I really wanted to like “Killers of Kilimanjaro.” It has a lot going for it: beautiful African locations; adorable baby animals; photography in Cinemascope; exotic people; a suitably tense soundtrack–and Robert Taylor. There is some humor, some action and a woefully underplayed romance.
The main culprit is the script, which passed through the hands of a number of writers, ending up a monotone muddle. Taylor and Anthony Newly labor manfully but even their combined efforts can’t salvage the poor writing.
Another problem is Anne Aubrey. I haven’t seen her in anything else so her work here may not be typical. Aubrey is terminally bland.
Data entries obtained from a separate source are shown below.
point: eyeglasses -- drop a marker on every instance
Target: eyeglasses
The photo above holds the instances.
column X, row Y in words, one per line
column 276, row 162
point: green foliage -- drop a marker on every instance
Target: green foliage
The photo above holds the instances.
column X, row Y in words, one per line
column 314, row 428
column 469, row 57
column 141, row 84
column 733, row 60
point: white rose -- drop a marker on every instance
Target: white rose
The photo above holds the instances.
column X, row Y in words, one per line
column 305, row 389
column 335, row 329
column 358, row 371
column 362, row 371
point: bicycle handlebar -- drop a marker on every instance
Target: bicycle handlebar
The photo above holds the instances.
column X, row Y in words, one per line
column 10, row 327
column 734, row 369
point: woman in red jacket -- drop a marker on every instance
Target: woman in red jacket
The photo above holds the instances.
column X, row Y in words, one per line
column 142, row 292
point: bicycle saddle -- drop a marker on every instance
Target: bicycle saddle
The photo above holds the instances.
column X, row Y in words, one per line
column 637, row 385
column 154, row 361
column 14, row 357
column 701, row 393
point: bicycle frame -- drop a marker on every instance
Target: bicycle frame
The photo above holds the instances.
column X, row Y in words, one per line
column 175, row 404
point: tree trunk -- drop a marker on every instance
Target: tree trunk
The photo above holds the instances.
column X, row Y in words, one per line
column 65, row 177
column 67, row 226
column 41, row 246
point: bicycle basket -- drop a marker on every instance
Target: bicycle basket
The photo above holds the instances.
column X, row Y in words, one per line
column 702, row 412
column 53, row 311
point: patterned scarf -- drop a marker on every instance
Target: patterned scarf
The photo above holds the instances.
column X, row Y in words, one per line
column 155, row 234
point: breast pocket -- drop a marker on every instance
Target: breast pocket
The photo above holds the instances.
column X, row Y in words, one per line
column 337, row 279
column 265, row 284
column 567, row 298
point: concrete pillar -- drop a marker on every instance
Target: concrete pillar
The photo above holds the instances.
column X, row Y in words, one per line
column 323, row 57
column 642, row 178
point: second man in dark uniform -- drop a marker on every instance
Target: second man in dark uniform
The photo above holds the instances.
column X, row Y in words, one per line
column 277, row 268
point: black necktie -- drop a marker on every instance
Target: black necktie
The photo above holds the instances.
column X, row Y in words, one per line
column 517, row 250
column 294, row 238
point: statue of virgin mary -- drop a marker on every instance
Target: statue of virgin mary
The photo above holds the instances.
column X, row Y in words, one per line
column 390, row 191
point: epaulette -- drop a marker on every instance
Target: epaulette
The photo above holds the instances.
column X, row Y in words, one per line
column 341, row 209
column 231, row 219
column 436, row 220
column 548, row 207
Her features are not interesting nor is she photographed well. Her emotions are so limited that when she learns her fiancé’s sad fate she shrugs her shoulders and moves on. There are no sparks between her and Taylor.
Nor is Taylor at his best, although he is very effective in the spear throwing scene. He looks hot and tired and his left eye seems to droop. At 48 he is still slim and graceful although obviously too old for the blandly pretty 22 year old Aubrey. Someone like Eleanor Parker would have made the role come alive, but Aubrey can’t.
Just for the visuals, “Killers of Kilimanjaro” is worth a look. Also, the depiction of Arab slave traders and a young boy whose Western inspired awakening to the evils of his family’s trade couldn’t be done in today’s PC world. The conflict between English and German companies in Africa foreshadows the conflicts of the twentieth century.
With a better script and more vigorous direction by Richard Thorpe, “Killers of Kilimanjaro” could have been very entertaining. As it is, Robert Taylor judged it a failure and, reluctantly, I must agree.